Testing circadian defects in the model plant Arabidopsis thaliana (Arabidopsis) traditionally involves crossing specific mutant lines to a line rhythmically expressing firefly luciferase from a circadian clock gene promoter. This approach is laborious, time-consuming, and could be fruitless if a mutant has no circadian phenotype. The methodology presented here allows a rapid initial assessment of circadian phenotypes. Protoplasts derived from mutant and wild-type Arabidopsis are isolated, transfected with a rhythmically expressed luminescent reporter, and imaged under constant light conditions for 5 days. Luminescent traces will directly reveal whether the free-running period of mutant plants is different from wild-type plants. The advantage of the method is that any Arabidopsis line can efficiently be screened, without the need for generating a stably transgenic luminescent clock marker line in that mutant background.

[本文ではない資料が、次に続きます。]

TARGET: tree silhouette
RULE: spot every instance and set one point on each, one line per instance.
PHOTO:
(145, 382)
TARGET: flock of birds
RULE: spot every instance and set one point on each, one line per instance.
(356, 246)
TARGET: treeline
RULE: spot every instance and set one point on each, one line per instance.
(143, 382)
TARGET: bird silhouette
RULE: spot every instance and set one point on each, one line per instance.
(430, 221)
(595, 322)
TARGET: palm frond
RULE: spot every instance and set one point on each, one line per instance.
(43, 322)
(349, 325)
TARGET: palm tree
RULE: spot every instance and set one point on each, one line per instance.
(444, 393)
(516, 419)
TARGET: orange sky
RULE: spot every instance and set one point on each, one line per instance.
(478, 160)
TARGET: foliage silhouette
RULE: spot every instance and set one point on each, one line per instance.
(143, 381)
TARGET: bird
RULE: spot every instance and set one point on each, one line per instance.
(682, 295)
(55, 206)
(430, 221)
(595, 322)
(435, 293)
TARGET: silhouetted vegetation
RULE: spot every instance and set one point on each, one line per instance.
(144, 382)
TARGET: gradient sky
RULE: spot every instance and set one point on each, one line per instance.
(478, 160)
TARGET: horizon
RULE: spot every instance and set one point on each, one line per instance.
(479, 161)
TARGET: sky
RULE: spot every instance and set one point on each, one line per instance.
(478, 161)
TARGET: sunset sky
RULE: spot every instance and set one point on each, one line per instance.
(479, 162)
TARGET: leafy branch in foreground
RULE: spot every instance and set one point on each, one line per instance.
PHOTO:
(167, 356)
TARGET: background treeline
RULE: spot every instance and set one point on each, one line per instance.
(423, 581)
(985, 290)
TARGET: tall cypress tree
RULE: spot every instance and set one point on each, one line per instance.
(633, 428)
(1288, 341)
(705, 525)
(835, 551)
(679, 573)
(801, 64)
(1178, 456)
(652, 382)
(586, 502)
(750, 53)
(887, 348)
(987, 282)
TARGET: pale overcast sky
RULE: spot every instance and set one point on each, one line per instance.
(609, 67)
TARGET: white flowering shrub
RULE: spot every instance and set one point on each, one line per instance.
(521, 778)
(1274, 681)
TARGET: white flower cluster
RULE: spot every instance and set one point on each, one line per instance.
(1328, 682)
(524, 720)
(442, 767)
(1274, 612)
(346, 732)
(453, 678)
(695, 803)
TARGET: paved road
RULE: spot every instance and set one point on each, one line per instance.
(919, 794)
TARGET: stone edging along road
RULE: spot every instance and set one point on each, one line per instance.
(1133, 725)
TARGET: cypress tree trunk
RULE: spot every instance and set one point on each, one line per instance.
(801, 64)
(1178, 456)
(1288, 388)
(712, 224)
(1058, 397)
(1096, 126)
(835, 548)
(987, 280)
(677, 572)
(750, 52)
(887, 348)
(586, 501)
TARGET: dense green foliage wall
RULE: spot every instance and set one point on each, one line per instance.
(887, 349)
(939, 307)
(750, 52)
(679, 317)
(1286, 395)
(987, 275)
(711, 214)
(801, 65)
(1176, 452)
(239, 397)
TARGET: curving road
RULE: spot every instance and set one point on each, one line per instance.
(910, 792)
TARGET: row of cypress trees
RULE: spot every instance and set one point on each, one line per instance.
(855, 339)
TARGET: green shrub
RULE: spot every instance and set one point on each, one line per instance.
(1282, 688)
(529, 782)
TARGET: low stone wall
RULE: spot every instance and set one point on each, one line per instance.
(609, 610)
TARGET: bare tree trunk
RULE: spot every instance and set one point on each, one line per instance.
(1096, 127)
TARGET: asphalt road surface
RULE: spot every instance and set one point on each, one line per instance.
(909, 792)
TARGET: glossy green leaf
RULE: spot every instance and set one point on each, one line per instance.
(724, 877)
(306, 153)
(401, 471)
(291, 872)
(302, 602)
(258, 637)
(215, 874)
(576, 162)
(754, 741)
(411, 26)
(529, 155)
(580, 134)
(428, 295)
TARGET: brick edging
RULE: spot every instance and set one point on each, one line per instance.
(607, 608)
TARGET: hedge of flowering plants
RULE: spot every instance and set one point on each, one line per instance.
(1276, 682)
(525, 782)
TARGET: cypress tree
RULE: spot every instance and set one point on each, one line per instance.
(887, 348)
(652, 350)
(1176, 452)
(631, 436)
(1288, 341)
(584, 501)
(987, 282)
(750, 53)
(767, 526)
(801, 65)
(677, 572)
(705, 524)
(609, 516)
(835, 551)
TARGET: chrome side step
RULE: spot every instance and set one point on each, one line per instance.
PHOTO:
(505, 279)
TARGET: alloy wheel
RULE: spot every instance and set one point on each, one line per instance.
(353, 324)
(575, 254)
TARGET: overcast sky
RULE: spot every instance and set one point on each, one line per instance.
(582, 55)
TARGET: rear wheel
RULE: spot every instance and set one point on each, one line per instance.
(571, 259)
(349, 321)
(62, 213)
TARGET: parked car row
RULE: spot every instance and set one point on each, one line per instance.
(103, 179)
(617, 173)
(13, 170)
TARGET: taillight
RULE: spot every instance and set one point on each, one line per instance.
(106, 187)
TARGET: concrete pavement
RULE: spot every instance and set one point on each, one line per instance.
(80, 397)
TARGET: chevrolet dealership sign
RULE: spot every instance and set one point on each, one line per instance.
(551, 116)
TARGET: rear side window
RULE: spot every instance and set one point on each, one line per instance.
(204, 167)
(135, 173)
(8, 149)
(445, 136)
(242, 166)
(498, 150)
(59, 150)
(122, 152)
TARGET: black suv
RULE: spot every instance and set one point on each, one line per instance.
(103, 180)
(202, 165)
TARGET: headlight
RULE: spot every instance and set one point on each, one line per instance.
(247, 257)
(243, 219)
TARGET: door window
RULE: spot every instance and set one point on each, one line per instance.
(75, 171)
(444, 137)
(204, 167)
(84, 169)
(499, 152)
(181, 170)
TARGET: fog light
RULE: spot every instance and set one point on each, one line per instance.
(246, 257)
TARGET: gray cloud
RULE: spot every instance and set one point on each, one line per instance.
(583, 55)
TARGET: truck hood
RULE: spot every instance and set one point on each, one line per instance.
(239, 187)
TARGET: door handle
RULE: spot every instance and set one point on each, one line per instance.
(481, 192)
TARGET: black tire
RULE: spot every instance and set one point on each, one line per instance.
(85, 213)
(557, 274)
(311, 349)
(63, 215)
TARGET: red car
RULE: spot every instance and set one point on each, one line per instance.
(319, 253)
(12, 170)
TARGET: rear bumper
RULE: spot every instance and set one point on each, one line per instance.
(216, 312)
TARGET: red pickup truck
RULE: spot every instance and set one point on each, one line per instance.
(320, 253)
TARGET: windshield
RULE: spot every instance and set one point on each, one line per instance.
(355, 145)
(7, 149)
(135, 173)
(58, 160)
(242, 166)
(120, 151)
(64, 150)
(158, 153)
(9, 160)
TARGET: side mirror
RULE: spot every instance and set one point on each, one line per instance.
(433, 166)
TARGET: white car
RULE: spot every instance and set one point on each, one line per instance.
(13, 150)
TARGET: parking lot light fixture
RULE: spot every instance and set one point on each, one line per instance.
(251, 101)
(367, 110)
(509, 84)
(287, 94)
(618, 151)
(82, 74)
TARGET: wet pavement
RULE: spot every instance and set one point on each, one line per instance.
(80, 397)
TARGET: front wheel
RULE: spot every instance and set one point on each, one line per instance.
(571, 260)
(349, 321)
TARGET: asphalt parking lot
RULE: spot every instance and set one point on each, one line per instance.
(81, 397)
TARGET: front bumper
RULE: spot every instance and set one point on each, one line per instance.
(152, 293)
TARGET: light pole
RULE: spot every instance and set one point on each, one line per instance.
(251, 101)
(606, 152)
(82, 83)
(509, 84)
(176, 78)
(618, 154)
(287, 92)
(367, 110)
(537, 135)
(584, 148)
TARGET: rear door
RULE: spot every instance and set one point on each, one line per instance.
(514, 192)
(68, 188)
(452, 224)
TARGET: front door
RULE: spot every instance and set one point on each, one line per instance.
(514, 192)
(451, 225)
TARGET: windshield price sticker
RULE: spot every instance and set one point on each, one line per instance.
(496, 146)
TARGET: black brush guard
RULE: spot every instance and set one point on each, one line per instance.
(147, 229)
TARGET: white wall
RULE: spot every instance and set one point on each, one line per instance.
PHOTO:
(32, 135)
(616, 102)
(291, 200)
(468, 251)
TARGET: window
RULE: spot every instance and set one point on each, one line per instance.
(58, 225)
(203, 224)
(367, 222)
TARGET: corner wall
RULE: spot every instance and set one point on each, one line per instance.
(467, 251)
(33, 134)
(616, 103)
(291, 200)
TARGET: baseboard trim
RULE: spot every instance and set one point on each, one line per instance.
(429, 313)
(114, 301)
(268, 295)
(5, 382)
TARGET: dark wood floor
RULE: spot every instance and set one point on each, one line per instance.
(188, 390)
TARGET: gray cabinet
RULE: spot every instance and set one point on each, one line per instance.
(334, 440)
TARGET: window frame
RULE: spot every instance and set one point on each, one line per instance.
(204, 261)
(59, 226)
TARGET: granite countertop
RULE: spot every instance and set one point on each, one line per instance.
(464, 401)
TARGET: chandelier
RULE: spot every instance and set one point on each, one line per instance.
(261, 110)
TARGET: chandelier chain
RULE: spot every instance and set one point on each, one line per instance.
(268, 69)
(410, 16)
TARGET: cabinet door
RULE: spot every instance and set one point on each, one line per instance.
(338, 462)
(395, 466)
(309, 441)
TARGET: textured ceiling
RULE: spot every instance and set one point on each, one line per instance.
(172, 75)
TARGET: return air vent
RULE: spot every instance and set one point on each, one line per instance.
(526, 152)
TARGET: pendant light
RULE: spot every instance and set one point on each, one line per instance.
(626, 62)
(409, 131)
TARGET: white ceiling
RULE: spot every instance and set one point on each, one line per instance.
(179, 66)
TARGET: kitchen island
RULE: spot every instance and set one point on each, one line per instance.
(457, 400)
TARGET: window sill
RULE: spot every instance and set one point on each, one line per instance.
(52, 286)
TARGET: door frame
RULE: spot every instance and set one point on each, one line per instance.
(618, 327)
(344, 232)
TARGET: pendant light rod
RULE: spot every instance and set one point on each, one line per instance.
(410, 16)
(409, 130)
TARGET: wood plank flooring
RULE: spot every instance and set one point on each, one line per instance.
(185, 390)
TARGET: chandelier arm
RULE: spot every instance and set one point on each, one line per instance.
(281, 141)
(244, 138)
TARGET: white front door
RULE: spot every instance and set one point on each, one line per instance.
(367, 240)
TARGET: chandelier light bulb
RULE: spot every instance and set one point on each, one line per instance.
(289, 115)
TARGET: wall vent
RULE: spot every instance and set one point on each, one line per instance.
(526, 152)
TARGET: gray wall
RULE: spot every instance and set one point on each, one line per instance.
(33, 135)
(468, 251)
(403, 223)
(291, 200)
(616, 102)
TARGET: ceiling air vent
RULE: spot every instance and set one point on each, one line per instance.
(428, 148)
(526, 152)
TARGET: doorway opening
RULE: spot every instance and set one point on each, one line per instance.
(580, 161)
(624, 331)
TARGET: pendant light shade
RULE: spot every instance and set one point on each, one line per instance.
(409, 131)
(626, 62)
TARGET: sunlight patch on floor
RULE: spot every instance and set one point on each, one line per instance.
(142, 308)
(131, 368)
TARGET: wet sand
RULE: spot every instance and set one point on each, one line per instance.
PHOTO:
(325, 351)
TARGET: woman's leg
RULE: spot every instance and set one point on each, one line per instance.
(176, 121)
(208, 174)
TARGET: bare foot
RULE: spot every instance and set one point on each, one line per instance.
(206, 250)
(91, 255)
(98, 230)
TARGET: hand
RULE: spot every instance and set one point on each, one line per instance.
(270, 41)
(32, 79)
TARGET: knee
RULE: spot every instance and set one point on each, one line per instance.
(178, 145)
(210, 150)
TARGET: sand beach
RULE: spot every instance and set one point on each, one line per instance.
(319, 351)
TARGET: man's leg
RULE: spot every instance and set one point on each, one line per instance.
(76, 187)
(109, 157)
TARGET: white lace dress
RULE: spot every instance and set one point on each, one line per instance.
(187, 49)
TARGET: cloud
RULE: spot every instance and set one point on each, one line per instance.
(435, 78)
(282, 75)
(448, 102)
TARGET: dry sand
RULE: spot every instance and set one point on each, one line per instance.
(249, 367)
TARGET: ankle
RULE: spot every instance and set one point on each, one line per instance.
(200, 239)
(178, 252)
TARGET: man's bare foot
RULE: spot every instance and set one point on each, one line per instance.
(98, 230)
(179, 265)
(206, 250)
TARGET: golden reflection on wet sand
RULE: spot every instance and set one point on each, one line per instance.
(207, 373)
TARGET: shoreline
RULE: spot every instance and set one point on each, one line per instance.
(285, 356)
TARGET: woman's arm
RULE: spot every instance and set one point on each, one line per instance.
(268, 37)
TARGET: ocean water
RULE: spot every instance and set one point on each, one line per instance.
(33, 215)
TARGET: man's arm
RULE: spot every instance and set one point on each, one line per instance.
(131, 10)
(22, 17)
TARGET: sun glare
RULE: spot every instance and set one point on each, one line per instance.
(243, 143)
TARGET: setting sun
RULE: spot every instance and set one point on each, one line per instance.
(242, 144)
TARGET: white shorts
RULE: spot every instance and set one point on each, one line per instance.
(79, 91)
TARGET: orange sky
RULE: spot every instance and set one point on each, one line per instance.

ほとんどの生物は、環境への日々の変化を効率的に交渉を支援するために、内因性のタイムキーパーを持っています。このタイムキーパー、概日時計は、外部環境の予測可能な変化を先取りするために、生物の代謝および生理学の多くの側面を規制しています。 4 –例えば植物では、時間的に予測可能な病原体や草食動物の攻撃の期待が強く、全体的な感受性1を低減します。デンプン代謝はしっかりと長いまたは短日条件5で成長したかどうかを夜明けまで、最後のその澱粉の埋蔵量を確保するために、体内時計によって制御されています。確かに、24時間の環境ショーに一致する概日時計を持つ植物は、ミスマッチ期間6のクロックを実行している植物に比べて成長率、炭素固定率と生存率を増加させました。すべてのこれらのプロセスにおける概日リズムの広範な影響が最大のリズミカルなレギュレーションから三番目に大きく発生しますシロイヌナズナ7の全トランスクリプトームの。これらのリズミカルな遺伝子産物は、代謝経路、ホルモンシグナル伝達、およびストレス応答7を含む細胞プロセスの広い範囲に関与しています。その上で、タンパク質機能の直接の概日調節は、リン酸化8の概日調節およびおそらく他の翻訳後修飾(PTMを)によって確立されています。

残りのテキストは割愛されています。